Zeora compallens

Scientific classification
- Kingdom: Fungi
- Division: Ascomycota
- Class: Lecanoromycetes
- Order: Lecanorales
- Family: Lecanoraceae
- Genus: Zeora
- Species: Z. compallens
- Binomial name: Zeora compallens (Herk & Aptroot) L.M.Weber & Ivanovich-Hichins (2025)
- Synonyms: Lecanora compallens Herk & Aptroot (1999);

= Zeora compallens =

- Authority: (Herk & Aptroot) L.M.Weber & Ivanovich-Hichins (2025)
- Synonyms: Lecanora compallens

Species of lichen

Zeora compallens is a species of corticolous (bark-dwelling) crustose lichen in the family Lecanoraceae. It is usually found on the bark of roadside and other open-grown trees, where it often develops as a sterile, powdery crust. The species can be recognised in the field by its grey-green, warty surface and the yellowish to pale green soredia that spread across much of the thallus. It has been recorded from western and central Europe and is also known from parts of eastern Europe and western Asia.

==Taxonomy==

It was formally described as a new species in 1999 by lichenologists Kok van Herk and André Aptroot. The type specimen was collected by the first author from Drouwenerveen (Drenthe), where it was found growing on the bark of Quercus robur. The species epithet compallens is derived from the Latin com ("together with") and (ex)pallens, alluding to the typical occurrence of the morphologically similar Zeora expallens at the same location.
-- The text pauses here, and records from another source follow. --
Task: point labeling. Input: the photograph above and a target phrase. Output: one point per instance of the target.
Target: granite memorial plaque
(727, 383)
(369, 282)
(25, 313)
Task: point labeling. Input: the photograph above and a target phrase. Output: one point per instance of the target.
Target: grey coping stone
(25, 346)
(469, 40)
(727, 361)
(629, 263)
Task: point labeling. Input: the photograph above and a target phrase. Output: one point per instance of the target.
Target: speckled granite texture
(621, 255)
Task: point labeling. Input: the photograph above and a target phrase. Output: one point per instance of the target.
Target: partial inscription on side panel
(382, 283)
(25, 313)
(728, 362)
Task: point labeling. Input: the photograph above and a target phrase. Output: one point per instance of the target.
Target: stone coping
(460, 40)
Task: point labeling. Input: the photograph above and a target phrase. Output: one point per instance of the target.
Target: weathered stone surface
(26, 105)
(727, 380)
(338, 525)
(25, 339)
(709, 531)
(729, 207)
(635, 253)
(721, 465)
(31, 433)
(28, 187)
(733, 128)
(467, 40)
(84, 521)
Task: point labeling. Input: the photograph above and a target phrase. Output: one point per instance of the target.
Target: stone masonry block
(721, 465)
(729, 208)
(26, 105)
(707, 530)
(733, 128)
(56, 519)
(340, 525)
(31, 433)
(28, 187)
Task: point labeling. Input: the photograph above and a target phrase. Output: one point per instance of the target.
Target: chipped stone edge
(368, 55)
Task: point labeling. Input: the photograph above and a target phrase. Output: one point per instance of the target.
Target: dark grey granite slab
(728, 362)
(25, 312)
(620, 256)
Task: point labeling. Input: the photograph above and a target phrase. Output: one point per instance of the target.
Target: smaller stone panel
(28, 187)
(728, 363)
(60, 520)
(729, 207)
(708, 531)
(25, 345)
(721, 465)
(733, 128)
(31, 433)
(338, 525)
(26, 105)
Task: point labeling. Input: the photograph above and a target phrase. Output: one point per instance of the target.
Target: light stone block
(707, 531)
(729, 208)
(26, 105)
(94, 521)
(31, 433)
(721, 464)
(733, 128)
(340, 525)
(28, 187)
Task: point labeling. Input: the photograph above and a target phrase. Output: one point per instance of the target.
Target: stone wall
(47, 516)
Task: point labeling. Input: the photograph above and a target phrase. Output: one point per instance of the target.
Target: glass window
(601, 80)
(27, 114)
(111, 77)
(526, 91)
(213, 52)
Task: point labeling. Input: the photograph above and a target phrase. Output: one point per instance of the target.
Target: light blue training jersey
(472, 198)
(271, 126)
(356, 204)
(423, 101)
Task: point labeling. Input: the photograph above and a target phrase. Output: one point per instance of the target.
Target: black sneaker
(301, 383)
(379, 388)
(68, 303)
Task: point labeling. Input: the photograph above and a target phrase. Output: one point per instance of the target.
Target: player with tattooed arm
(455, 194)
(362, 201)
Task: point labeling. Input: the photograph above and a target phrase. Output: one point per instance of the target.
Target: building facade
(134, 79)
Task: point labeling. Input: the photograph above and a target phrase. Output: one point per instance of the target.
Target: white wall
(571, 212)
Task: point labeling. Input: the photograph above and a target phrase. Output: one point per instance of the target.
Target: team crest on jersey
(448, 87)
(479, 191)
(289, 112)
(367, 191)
In a later molecular re-assessment of Lecanora (in the loose sense, or sensu lato) using a multi-locus dataset, Ivanovich-Hichins and co-authors recovered several well-supported clades that they treated at genus rank, including a resurrected Zeora corresponding to the Lecanora symmicta group. Within that framework, Lecanora compallens was recombined as Zeora compallens.

==Description==

The thallus of Zeora compallens is typically 1 to 3 cm (sometimes up to 5 cm) with a whitish grey margin. It is covered with dull greyish-green warts measuring 0.1–0.2 mm in diameter. Soralia start out as point-like openings (0.1–0.3 mm in diameter) that eventually rise up and coalesce into irregular patches that ultimately cover most of the thallus, except for a 1-mm wide margin. The are granular, and form a dense, yellowish to slightly mint green mass about 15–30 μm in diameter and forming a layer of up to 0.4 mm thick. No apothecia have been documented for the species, which is consistent with several species in Zeora that are known mainly or only from sterile material.

Zeorin and usnic acid are lichen products found in Zeora compallens. The expected results of chemical spot tests are C−, PD−, K−, UV− in the thallus, and C−, PD−, K+ (yellowish to yellowish brown), and UV− in the soredia. The combination of usnic acid and zeorin matches the typical chemistry reported for Zeora in its current circumscription.

==Habitat and distribution==

Zeora compallens usually grows on the west-facing side of wayside trees, on both acidic bark and neutral bark. It is often found on pedunculate oak, but has also been recorded on ash, poplar, willow, Sorbus, linden, elm, and elder. Other lichens that commonly co-occur include Buellia griseovirens, Lecanora chlarotera, Pyrrhospora quernea, and Zeora expallens; the latter species, however, usually occurs on the sheltered east side of trees. Zeora compallens has been verified to occur in Belgium, Germany, Luxembourg, the Netherlands, Great Britain, Poland, Belarus, Russia, and Turkey.